Large deviation principle for stochastic differential equations driven by stochastic integrals
Ryoji Takano
TL;DR
This work establishes a large deviation framework for one-dimensional SDEs driven by stochastic integrals using a minimally invasive rough-path approach. It introduces the $α$-Uniformly Exponentially Tightness concept and proves an LDP for stochastic integrals on Hölder spaces, then transfers this to SDEs via rough-path lifts, yielding a comprehensive LDP with rate functions expressed through Cameron–Martin-type controls. The results cover small-noise and short-time regimes for rough volatility models (notably rough SABR-type dynamics) and enable asymptotic formulas for implied volatility. Practically, the findings provide rigorous, general asymptotics for option pricing and implied volatility in rough volatility settings, with a unified treatment across short-time horizons and model-generality in the volatility function and kernel operators.
Abstract
In this paper, we prove the large deviation principle (LDP) for stochastic differential equations driven by stochastic integrals in one dimension.
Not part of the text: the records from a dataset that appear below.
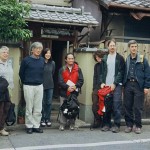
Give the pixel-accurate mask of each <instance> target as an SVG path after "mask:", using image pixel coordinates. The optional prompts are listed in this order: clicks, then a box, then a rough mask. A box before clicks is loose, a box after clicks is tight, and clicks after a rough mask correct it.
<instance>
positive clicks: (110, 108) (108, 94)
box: [104, 93, 113, 113]
mask: <svg viewBox="0 0 150 150" xmlns="http://www.w3.org/2000/svg"><path fill="white" fill-rule="evenodd" d="M104 105H105V113H107V112H111V111H112V109H113V94H112V93H109V94H107V95H106V96H105V98H104Z"/></svg>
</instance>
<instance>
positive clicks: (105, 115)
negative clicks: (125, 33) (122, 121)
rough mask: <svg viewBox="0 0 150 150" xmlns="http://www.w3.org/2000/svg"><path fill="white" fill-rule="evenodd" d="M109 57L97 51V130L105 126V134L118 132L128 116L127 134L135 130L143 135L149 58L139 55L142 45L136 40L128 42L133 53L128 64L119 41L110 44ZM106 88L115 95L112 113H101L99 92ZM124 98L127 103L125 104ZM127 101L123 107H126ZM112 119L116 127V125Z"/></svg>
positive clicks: (109, 45)
mask: <svg viewBox="0 0 150 150" xmlns="http://www.w3.org/2000/svg"><path fill="white" fill-rule="evenodd" d="M107 47H108V54H104V52H98V51H97V52H95V54H94V59H95V60H96V61H97V63H96V64H95V67H94V76H93V93H92V100H93V105H92V111H93V114H94V124H93V128H97V127H100V126H101V127H102V128H101V130H102V131H105V132H106V131H109V130H110V129H111V131H112V132H113V133H118V132H119V131H120V123H121V118H122V115H124V118H125V122H126V128H125V132H126V133H130V132H131V131H134V132H135V133H136V134H140V133H141V128H142V121H141V120H142V111H143V105H144V94H147V93H148V90H149V88H150V67H149V64H148V61H147V59H146V58H145V57H144V56H143V55H140V54H139V53H138V43H137V42H136V41H135V40H131V41H129V42H128V48H129V50H130V54H129V56H128V57H127V59H126V61H125V60H124V58H123V57H122V56H121V55H120V54H119V53H117V48H116V41H115V40H114V39H112V40H109V41H108V42H107ZM106 86H109V87H110V91H111V93H113V104H112V105H113V106H112V108H113V109H112V111H110V112H107V113H105V112H104V113H103V115H101V116H100V115H99V114H98V109H99V108H98V107H99V105H98V103H99V96H98V90H99V89H103V88H105V87H106ZM122 97H123V101H122ZM122 102H123V104H122ZM111 116H113V119H114V124H113V126H112V123H111Z"/></svg>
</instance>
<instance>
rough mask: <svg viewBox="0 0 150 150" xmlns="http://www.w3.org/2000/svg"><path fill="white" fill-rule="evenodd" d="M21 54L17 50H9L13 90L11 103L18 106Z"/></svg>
mask: <svg viewBox="0 0 150 150" xmlns="http://www.w3.org/2000/svg"><path fill="white" fill-rule="evenodd" d="M20 57H21V52H20V49H19V48H10V58H12V60H13V71H14V89H13V97H12V102H14V103H15V104H16V105H18V103H19V100H20V85H19V68H20Z"/></svg>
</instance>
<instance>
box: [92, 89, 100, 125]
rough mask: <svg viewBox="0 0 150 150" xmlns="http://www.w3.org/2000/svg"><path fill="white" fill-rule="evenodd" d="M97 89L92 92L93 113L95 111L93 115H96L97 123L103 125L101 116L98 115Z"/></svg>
mask: <svg viewBox="0 0 150 150" xmlns="http://www.w3.org/2000/svg"><path fill="white" fill-rule="evenodd" d="M97 91H98V90H97V89H95V90H94V91H93V92H92V102H93V104H92V111H93V114H94V120H95V121H96V122H97V123H101V121H102V120H101V116H100V115H99V114H98V113H97V111H98V99H99V98H98V95H97Z"/></svg>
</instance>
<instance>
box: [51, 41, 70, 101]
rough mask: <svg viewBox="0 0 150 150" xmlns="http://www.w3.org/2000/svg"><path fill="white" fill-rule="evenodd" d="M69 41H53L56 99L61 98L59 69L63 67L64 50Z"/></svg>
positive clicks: (54, 90) (54, 98) (53, 59)
mask: <svg viewBox="0 0 150 150" xmlns="http://www.w3.org/2000/svg"><path fill="white" fill-rule="evenodd" d="M66 44H67V42H66V41H55V40H53V41H52V58H53V60H54V61H55V66H56V68H55V74H54V94H53V97H54V99H58V98H59V86H58V72H59V69H60V68H61V67H62V62H63V60H62V59H63V58H62V56H63V51H64V48H65V47H66Z"/></svg>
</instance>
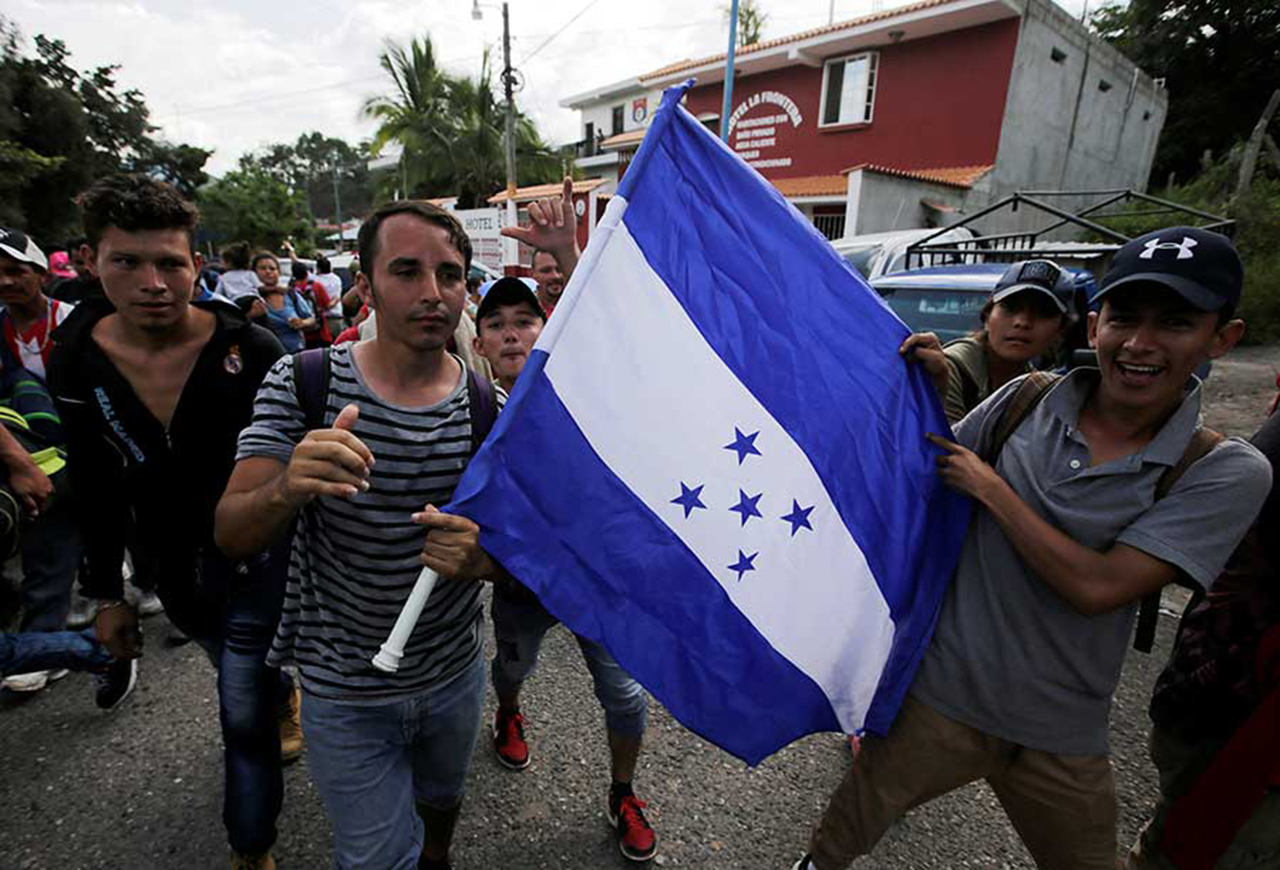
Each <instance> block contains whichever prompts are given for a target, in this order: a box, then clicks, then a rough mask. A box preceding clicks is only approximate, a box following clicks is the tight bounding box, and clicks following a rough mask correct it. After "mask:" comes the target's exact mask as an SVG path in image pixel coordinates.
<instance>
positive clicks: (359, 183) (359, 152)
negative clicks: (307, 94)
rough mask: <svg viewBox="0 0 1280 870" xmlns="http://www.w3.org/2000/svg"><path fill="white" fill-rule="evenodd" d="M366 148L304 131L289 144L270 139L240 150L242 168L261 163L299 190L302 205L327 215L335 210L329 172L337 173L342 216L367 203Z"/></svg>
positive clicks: (295, 188)
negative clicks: (352, 144)
mask: <svg viewBox="0 0 1280 870" xmlns="http://www.w3.org/2000/svg"><path fill="white" fill-rule="evenodd" d="M367 162H369V154H367V147H366V146H365V145H360V146H356V147H352V146H351V145H348V143H347V142H344V141H343V139H339V138H334V137H332V136H324V134H323V133H319V132H315V131H312V132H310V133H303V134H302V136H300V137H298V139H297V142H294V143H293V145H285V143H275V145H270V146H266V147H265V148H262V150H260V151H257V152H255V154H248V155H243V156H242V157H241V160H239V168H241V169H260V170H262V171H265V173H266V174H269V175H270V177H273V178H275V179H276V180H279V182H282V183H283V184H284V186H285V187H288V188H289V191H292V192H294V193H298V194H300V196H301V197H302V200H303V202H305V203H306V210H307V212H310V214H311V215H312V216H315V218H324V219H328V220H332V219H335V218H337V215H338V209H337V205H338V203H337V202H335V200H334V174H335V171H337V175H338V193H337V198H338V200H339V201H340V205H342V216H343V220H346V219H349V218H351V216H352V215H362V214H365V212H366V211H369V207H370V205H372V182H371V180H370V177H369V168H367Z"/></svg>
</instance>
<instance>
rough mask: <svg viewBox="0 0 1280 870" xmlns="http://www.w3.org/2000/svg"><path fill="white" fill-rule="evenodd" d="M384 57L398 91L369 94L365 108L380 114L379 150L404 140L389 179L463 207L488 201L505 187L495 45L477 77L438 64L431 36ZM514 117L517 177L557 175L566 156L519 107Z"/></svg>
mask: <svg viewBox="0 0 1280 870" xmlns="http://www.w3.org/2000/svg"><path fill="white" fill-rule="evenodd" d="M381 65H383V69H385V70H387V73H388V75H389V77H390V78H392V83H393V87H394V93H392V95H389V96H379V97H372V99H370V100H369V101H366V104H365V114H366V115H367V116H370V118H372V119H375V120H378V122H379V127H378V132H376V134H375V136H374V139H372V142H371V146H370V152H371V154H372V155H374V156H376V155H378V154H380V152H381V150H383V148H384V147H385V146H387V145H389V143H390V142H397V143H398V145H399V146H401V150H402V157H401V160H402V173H401V177H399V178H389V179H388V183H390V184H396V183H401V184H404V187H407V192H408V193H410V194H411V196H457V197H458V206H460V207H462V209H471V207H477V206H483V205H484V203H485V201H486V200H488V198H489V197H490V196H493V194H494V193H497V192H498V191H500V189H503V188H504V187H506V183H507V169H506V151H504V145H503V136H504V129H506V104H504V102H502V101H499V100H498V97H497V95H495V93H494V88H493V74H492V69H490V64H489V55H488V52H485V56H484V60H483V61H481V65H480V74H479V77H477V78H468V77H457V75H451V74H449V73H447V72H444V70H442V69H440V68H439V67H436V65H435V54H434V50H433V47H431V41H430V38H429V37H422V38H420V40H412V41H411V42H410V46H408V49H403V47H401V46H398V45H396V43H389V45H388V47H387V50H385V51H384V52H383V55H381ZM515 120H516V123H515V128H516V129H515V132H516V173H517V183H520V184H541V183H545V182H549V180H556V179H557V178H558V177H559V173H561V171H562V160H561V157H559V156H558V155H557V154H554V152H553V151H552V150H550V148H549V147H548V146H547V143H545V142H543V139H541V136H540V134H539V133H538V128H536V125H535V124H534V123H532V120H531V119H530V118H527V116H526V115H524V114H521V113H520V111H518V109H517V110H516V113H515Z"/></svg>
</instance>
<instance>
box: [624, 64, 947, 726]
mask: <svg viewBox="0 0 1280 870" xmlns="http://www.w3.org/2000/svg"><path fill="white" fill-rule="evenodd" d="M682 92H684V90H682V88H671V90H669V91H668V92H667V95H664V97H663V105H662V109H660V110H659V114H658V115H657V118H655V119H654V123H653V128H652V129H650V131H649V132H648V134H646V136H645V142H644V145H643V146H641V152H640V154H639V155H637V156H636V159H635V160H634V161H632V164H631V166H630V169H628V171H627V174H626V177H625V178H623V182H622V184H621V187H620V189H618V194H620V196H622V197H625V198H626V200H627V210H626V214H625V216H623V223H625V224H626V225H627V229H628V232H630V233H631V235H632V238H635V241H636V243H637V244H639V246H640V248H641V251H643V252H644V255H645V258H646V260H648V262H649V265H650V266H652V267H653V270H654V271H655V273H657V274H658V275H659V276H660V278H662V280H663V283H666V285H667V287H668V288H669V289H671V292H672V294H673V296H675V297H676V298H677V299H678V301H680V303H681V306H682V307H684V308H685V311H687V312H689V316H690V319H691V320H692V321H694V324H695V325H696V326H698V329H699V331H700V333H701V334H703V335H704V336H705V339H707V342H708V343H709V344H710V345H712V347H713V348H714V349H716V352H717V353H718V356H719V357H721V358H722V360H723V361H724V362H726V365H728V367H730V368H731V370H732V371H733V374H735V375H736V376H737V377H739V379H740V380H741V381H742V384H744V385H745V386H746V389H748V390H750V391H751V393H753V394H754V395H755V397H756V399H758V400H759V402H760V403H762V404H763V406H764V407H767V408H768V409H769V412H771V415H772V416H773V417H774V418H776V420H777V421H778V422H780V423H781V425H782V427H783V429H785V430H786V431H787V432H788V434H790V435H791V438H792V439H794V440H795V441H796V444H799V445H800V448H801V449H803V450H804V452H805V454H806V455H808V457H809V458H810V461H812V462H813V464H814V468H815V470H817V471H818V475H819V476H820V477H822V478H823V481H824V484H826V485H827V487H828V490H829V493H831V496H832V502H833V503H835V504H836V508H837V510H838V512H840V516H841V518H842V519H844V522H845V525H846V527H847V528H849V531H850V534H851V535H852V536H854V540H856V541H858V545H859V548H860V549H861V550H863V553H864V554H865V557H867V562H868V564H869V565H870V568H872V572H873V574H874V576H876V578H877V582H878V583H879V586H881V590H882V592H883V595H884V600H886V601H887V603H888V605H890V612H891V614H892V617H893V622H895V624H896V627H897V636H896V642H895V651H893V658H891V660H890V663H888V667H887V668H886V676H887V677H890V682H887V683H884V684H882V687H881V691H879V692H877V699H876V701H874V702H873V705H872V709H870V711H869V714H868V720H867V727H868V728H869V729H870V731H876V732H883V731H884V729H887V727H888V723H890V722H891V719H892V715H893V714H895V713H896V711H897V708H899V704H900V701H901V697H902V695H904V693H905V692H906V688H908V683H909V681H910V678H913V677H914V672H915V667H914V665H915V663H918V660H919V658H920V655H922V654H923V647H924V644H925V641H927V640H928V637H929V636H931V635H932V629H933V623H934V621H936V618H937V610H938V606H940V605H941V590H942V589H943V587H945V586H946V583H947V582H948V581H950V578H951V572H952V571H954V568H955V562H956V557H957V554H959V551H960V545H961V542H963V539H964V532H965V522H964V518H965V517H966V516H968V505H966V504H965V502H964V499H963V498H961V496H959V495H956V494H955V493H952V491H951V490H947V489H946V487H943V486H941V485H940V484H938V478H937V475H936V467H934V462H933V461H934V457H936V455H937V449H936V448H933V447H932V445H931V444H929V443H928V441H925V440H924V434H925V432H940V434H947V435H948V436H950V431H951V430H950V427H948V425H947V421H946V417H945V416H943V413H942V408H941V404H940V403H938V402H937V399H936V397H934V395H933V386H932V385H931V383H929V380H928V377H927V376H925V374H924V371H923V370H920V367H919V366H910V365H906V363H905V362H904V361H902V360H901V358H900V357H899V354H897V348H899V345H900V344H901V342H902V339H905V338H906V335H908V333H909V330H908V329H906V326H904V325H902V322H901V321H899V320H897V317H896V316H895V315H893V313H892V312H891V311H890V308H888V307H887V306H886V305H884V303H883V302H882V301H881V299H879V297H878V296H877V294H876V293H874V290H872V289H870V288H869V287H868V285H867V284H865V281H863V279H861V278H860V276H859V275H856V274H855V273H854V271H852V269H850V267H849V265H847V264H845V262H844V260H842V258H841V257H840V256H838V255H837V253H836V252H835V249H833V248H832V247H831V246H829V244H828V243H827V242H826V241H824V239H823V238H822V237H820V235H819V234H818V232H817V229H814V226H813V224H810V223H809V221H808V220H805V218H804V216H803V215H800V214H799V212H797V211H796V210H795V209H794V207H792V206H791V205H790V203H787V202H786V200H785V198H783V197H782V196H781V193H778V191H777V189H776V188H774V187H773V186H771V184H768V183H767V182H765V180H764V179H762V178H760V177H759V175H758V174H756V173H755V171H754V170H751V169H750V168H749V166H748V165H746V164H745V162H742V160H741V159H739V157H737V155H735V154H733V152H732V151H730V148H728V147H727V146H726V145H724V143H723V142H721V141H719V139H718V138H716V137H714V136H710V134H708V132H707V131H705V129H703V127H701V124H699V122H698V120H695V119H694V118H692V116H691V115H690V114H689V113H687V111H684V110H682V109H678V97H680V96H681V95H682ZM762 361H767V362H762ZM904 367H905V368H906V370H908V371H906V374H908V376H906V377H904V376H902V370H904ZM877 409H878V413H872V412H873V411H877ZM895 491H897V493H900V494H899V495H896V496H892V498H886V494H890V493H895ZM922 541H923V542H925V544H924V545H923V546H922ZM929 600H933V601H937V603H938V605H936V606H932V608H920V606H919V603H920V601H929ZM895 677H897V679H896V681H895V679H893V678H895Z"/></svg>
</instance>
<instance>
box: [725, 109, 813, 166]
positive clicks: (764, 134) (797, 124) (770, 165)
mask: <svg viewBox="0 0 1280 870" xmlns="http://www.w3.org/2000/svg"><path fill="white" fill-rule="evenodd" d="M759 106H765V109H768V110H769V113H768V114H767V115H760V116H758V118H744V115H746V114H748V113H750V111H751V110H753V109H756V107H759ZM774 106H776V107H777V109H778V111H774V110H773V107H774ZM803 122H804V118H803V116H801V114H800V107H799V106H797V105H796V104H795V100H792V99H791V97H788V96H787V95H786V93H780V92H778V91H760V92H759V93H753V95H751V96H749V97H748V99H746V100H744V101H742V102H740V104H737V107H736V109H733V114H731V115H730V116H728V129H730V138H731V141H732V143H733V150H735V151H736V152H737V156H740V157H741V159H742V160H745V161H746V162H748V164H749V165H751V166H754V168H756V169H772V168H780V166H790V165H791V157H780V156H774V155H776V154H777V152H776V148H777V146H778V136H777V133H778V127H786V125H787V124H790V125H791V127H792V128H796V127H800V124H801V123H803ZM771 152H772V154H771Z"/></svg>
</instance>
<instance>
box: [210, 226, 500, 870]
mask: <svg viewBox="0 0 1280 870" xmlns="http://www.w3.org/2000/svg"><path fill="white" fill-rule="evenodd" d="M360 262H361V264H364V266H365V271H362V273H361V274H360V275H358V278H357V287H358V290H360V294H361V297H362V299H364V301H365V302H366V303H367V305H369V307H370V308H371V310H374V311H376V312H378V321H379V329H378V335H376V338H374V339H372V340H369V342H361V343H358V344H347V345H342V347H337V348H334V349H333V351H332V352H330V358H329V366H330V368H329V371H330V377H329V388H328V393H326V395H325V398H324V403H325V409H324V421H323V422H324V426H325V427H323V429H314V430H312V431H307V426H306V422H305V421H306V416H307V415H305V412H303V406H302V403H300V400H298V391H297V390H296V389H294V384H293V367H292V363H291V362H289V361H282V362H280V363H276V366H275V367H274V368H273V370H271V372H270V374H269V375H268V376H266V380H265V381H264V383H262V388H261V390H260V393H259V398H257V404H256V407H255V412H253V422H252V425H251V426H250V427H248V429H246V430H244V432H243V434H242V435H241V443H239V453H238V462H237V467H236V472H234V473H233V476H232V478H230V482H229V484H228V487H227V493H225V495H224V496H223V500H221V503H220V505H219V509H218V528H216V536H218V542H219V545H220V546H221V548H223V549H224V551H227V553H228V555H230V557H233V558H243V557H246V555H248V554H252V553H256V551H260V550H262V549H265V548H266V546H269V545H270V544H271V542H273V541H274V540H275V539H278V537H279V536H280V535H283V534H284V531H285V530H287V528H288V527H289V525H291V523H294V522H296V532H294V539H293V553H292V558H291V564H289V582H288V589H287V591H285V603H284V615H283V618H282V622H280V627H279V631H278V633H276V637H275V642H274V645H273V649H271V655H270V658H269V661H271V663H273V664H285V663H289V664H296V665H297V667H298V670H300V673H301V676H302V691H303V693H305V695H306V701H305V704H303V708H302V709H303V728H305V731H306V734H307V743H308V757H310V768H311V774H312V777H314V779H315V782H316V786H317V787H319V789H320V793H321V796H323V798H324V801H325V807H326V811H328V815H329V820H330V823H332V824H333V828H334V853H335V864H337V866H339V867H357V866H358V867H387V869H397V870H398V869H403V870H408V869H411V867H422V869H425V870H433V869H440V867H449V862H448V851H449V842H451V839H452V833H453V825H454V823H456V820H457V815H458V810H460V807H461V802H462V793H463V784H465V779H466V773H467V766H468V764H470V759H471V754H472V748H474V746H475V741H476V736H477V732H479V727H480V711H481V704H483V700H484V668H483V664H481V658H480V646H481V633H480V583H477V582H476V581H477V580H480V578H485V577H490V576H493V574H494V573H497V572H498V571H499V568H498V567H497V565H495V564H494V563H493V562H492V560H490V559H489V557H488V555H486V554H485V553H484V550H481V549H480V546H479V544H477V535H479V528H477V527H476V526H475V525H474V523H471V522H470V521H468V519H465V518H462V517H453V516H449V514H444V513H439V512H436V510H435V508H434V507H431V505H435V504H443V503H445V502H447V500H448V499H449V498H451V495H452V493H453V487H454V486H456V484H457V481H458V477H460V476H461V473H462V470H463V468H465V467H466V464H467V461H468V459H470V453H471V426H472V420H474V416H472V409H471V407H470V399H468V389H467V386H468V375H467V370H466V367H465V366H463V365H462V362H461V360H460V358H458V357H456V356H453V354H451V353H449V352H448V351H447V343H448V339H449V336H451V335H452V334H453V330H454V328H456V326H457V324H458V319H460V316H461V315H462V308H463V305H465V301H466V274H467V270H468V269H470V265H471V244H470V242H468V241H467V237H466V234H465V232H463V229H462V226H461V224H458V221H457V220H456V219H454V218H453V216H452V215H449V214H448V212H445V211H443V210H440V209H435V207H434V206H430V205H428V203H425V202H392V203H388V205H385V206H381V207H379V209H378V210H376V211H375V212H374V214H372V215H370V218H369V219H367V220H366V221H365V223H364V225H362V226H361V230H360ZM500 398H502V397H500V395H499V399H500ZM424 505H426V507H424ZM424 531H426V532H428V534H426V541H425V544H424ZM422 564H426V565H428V567H430V568H433V569H435V571H436V572H439V574H440V581H439V583H438V585H436V586H435V591H434V592H433V594H431V597H430V600H429V601H428V604H426V608H425V609H424V610H422V615H421V618H420V619H419V623H417V626H416V628H415V631H413V635H412V637H411V638H410V641H408V644H407V645H406V650H404V658H403V659H402V661H401V667H399V670H398V672H397V673H394V674H385V673H380V672H378V670H374V669H372V668H371V667H370V660H371V659H372V656H374V655H375V654H376V651H378V649H379V646H380V644H381V642H383V641H384V640H385V638H387V636H388V633H389V632H390V628H392V626H393V623H394V622H396V618H397V615H398V614H399V610H401V608H402V606H403V604H404V600H406V597H407V596H408V592H410V590H411V587H412V586H413V582H415V580H416V577H417V573H419V571H420V568H421V565H422ZM424 823H425V824H424Z"/></svg>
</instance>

The result can be proved with a minimal use of rough path theory, and this implies the LDP for many class of rough volatility models, and it characterizes the asymptotic behavior of implied volatility. First, we introduce a new concept called $α$-Uniformly Exponentially Tightness, and prove the LDP for stochastic integrals on Hölder spaces. Second, we apply this type of LDP to deduce the LDP for stochastic differential equations driven by stochastic integrals in one dimension. Finally, we derive the asymptotic behavior of the implied volatility as an application of main results.